This repository contains my implementation of Transformers from scratch, inspired by Andrej Karpathy's video. While the original implementation focused on a decoder-only model, I have extended it by adding an encoder as well. The goal of this project is to deeply understand the inner workings of Transformers by building them step by step without relying on high-level libraries like Hugging Face Transformers.
- Implements a full Transformer model (Encoder-Decoder architecture)
- Single-file implementation (
gpt.py) for simplicity - Includes essential components:
- Token Embeddings
- Positional Encodings
- Multi-Head Self-Attention
- Feedforward Layers
- Layer Normalization
- Encoder and Decoder Blocks
- Trained on sample text data to demonstrate functionality
To run the implementation, clone this repository and install the required dependencies:
git clone https://github.com/ahmetz3lka/transformers_from_scratch.git
cd transformers-from-scratch
pip install -r requirements.txtRun the script with:
python gpt.pyModify gpt.py to experiment with different model hyperparameters.
The entire Transformer model is implemented within a single file, gpt.py, to keep things simple and easy to follow.
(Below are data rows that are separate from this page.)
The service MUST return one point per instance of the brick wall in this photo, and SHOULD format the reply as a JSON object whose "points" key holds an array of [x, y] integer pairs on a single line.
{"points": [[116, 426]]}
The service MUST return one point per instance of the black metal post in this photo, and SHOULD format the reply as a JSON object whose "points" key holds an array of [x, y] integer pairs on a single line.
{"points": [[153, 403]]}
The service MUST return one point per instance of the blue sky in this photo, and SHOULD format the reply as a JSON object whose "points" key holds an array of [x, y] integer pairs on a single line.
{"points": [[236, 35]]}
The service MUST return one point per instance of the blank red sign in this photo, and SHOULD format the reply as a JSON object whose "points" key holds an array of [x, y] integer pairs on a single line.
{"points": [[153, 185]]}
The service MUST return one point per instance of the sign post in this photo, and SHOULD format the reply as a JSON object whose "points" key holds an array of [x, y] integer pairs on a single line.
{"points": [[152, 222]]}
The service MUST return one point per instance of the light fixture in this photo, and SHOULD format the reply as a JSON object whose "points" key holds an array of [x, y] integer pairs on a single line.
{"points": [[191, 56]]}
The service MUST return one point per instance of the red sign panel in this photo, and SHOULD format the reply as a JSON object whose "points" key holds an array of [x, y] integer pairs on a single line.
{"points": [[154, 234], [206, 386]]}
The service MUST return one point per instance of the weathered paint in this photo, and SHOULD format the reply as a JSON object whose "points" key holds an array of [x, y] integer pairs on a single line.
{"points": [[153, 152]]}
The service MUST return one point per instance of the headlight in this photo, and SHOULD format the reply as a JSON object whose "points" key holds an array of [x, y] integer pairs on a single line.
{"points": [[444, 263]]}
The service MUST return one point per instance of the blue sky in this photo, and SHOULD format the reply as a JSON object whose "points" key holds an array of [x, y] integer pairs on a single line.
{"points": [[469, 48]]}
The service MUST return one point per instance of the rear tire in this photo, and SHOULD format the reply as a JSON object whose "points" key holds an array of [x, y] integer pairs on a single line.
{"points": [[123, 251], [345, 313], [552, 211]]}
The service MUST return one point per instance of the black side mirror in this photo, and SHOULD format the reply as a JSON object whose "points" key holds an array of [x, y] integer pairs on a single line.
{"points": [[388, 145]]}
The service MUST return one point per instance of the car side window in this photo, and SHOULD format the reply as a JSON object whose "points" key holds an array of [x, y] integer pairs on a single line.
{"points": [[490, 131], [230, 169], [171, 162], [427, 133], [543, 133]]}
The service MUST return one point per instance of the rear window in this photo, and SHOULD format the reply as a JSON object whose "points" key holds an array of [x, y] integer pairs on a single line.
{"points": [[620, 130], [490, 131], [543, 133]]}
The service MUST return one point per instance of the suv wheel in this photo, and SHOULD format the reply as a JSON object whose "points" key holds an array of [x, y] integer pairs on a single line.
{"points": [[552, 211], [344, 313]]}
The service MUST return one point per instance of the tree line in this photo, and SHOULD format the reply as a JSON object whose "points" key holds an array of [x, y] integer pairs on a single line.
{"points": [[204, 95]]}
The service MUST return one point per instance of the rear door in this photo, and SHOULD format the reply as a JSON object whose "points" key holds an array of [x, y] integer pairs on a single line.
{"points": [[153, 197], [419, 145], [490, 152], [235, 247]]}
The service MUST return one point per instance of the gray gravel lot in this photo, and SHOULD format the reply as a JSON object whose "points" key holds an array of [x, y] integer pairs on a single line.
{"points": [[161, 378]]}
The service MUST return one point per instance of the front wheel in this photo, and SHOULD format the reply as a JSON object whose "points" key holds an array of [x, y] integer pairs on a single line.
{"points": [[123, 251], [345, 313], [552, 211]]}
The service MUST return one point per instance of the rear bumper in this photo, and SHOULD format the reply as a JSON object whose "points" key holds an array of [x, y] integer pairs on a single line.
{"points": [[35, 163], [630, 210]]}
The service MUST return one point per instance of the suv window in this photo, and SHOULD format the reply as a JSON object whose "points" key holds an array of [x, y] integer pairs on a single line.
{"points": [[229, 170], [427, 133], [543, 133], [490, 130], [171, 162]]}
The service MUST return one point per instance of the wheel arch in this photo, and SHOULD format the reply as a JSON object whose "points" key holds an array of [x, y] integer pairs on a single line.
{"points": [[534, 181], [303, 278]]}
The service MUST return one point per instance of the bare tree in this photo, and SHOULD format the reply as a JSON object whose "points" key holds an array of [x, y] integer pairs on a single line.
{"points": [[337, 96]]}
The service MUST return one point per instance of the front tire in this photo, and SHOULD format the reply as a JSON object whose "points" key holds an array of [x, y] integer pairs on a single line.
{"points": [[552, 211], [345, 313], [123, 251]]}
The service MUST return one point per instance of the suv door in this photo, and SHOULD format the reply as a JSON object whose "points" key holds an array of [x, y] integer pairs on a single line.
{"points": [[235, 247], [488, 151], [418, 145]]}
The key sections include:
- Embedding Layer: Converts tokens into dense vector representations.
- Self-Attention Mechanism: Captures relationships between tokens.
- Feedforward Network: Adds non-linearity and depth.
- Encoder-Decoder Architecture: Implements both parts of the Transformer model.
- Fine-tune on larger datasets
- Experiment with different tokenization techniques
- Optimize performance and efficiency
This project is open-source under the MIT License.